A la mañana siguiente, recorrimos el centro de La Paz de un lado a otro así como los lujosos barrios residenciales de Sopocachi y Obrajes, en la parte baja de la ciudad, donde había centros comerciales, bancos, galerías de arte, cines… Allí, en tiendas distintas, adquirimos tres linternas frontales de leds marca Petzl, otras tres Mini-Maglite (finas como un bolígrafo y no más largas que la palma de la mano), un par de delgados rollos de cuerda de espeleología, guantes antiabrasión, unos pequeños prismáticos Bushnell, una brújula Silva modelo Eclipse-99 y unas cuantas navajas multiusos Wenger. Podrá parecer un contrasentido que encontrásemos fácilmente estas marcas tan caras en un país tan pobre y endeudado pero, dejando al margen que Bolivia era un destino típico para alpinistas, resultaba que, por su cercanía con los Estados Unidos, disponía de los mejores y más modernos productos mucho antes, incluso, de que llegaran a España, y eso lo comprobamos con nuestros propios y atónitos ojos en las tiendas de informática de Sopocachi.
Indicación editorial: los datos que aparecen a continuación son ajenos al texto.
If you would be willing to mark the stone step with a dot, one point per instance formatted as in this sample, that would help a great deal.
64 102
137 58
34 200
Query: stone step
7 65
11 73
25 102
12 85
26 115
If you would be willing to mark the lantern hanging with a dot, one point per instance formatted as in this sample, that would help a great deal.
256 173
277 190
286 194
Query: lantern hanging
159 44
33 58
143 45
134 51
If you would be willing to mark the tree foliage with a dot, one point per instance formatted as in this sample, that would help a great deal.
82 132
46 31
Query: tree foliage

Otra cosa distinta era que la mayoría de la población pudiera comprarlos -que no podía, obviamente-, pero allí estaban, a disposición de la gente adinerada del país y de los turistas con fondos.

A mediodía regresamos al hotel y llamamos a Yonson Ricardo para preguntarle si, esa tarde, podía volver a llevarnos a Tiwanacu.

– No, no voy a poder -nos dijo sin asomo de pena- porque hoy es feriado para mi equipo de taxis y podría buscarme problemas con el sindicato, pero los voy a dejar en buenas manos, en las de mi hijo Freddy, que les llevará con su coche particular y ustedes le abonan el mismo monto que me dieron a mí el otro día. ¿Les parece bien?

Muy justo no resultaba porque al padre le habíamos pagado por un día completo de trabajo y de aquel lunes ya había transcurrido casi la mitad y, además, Freddy no era taxista, pero no valía la pena complicarse la vida por minucias ni discutir por una cantidad de bolivianos que, en euros, salía ridícula, así que aceptamos.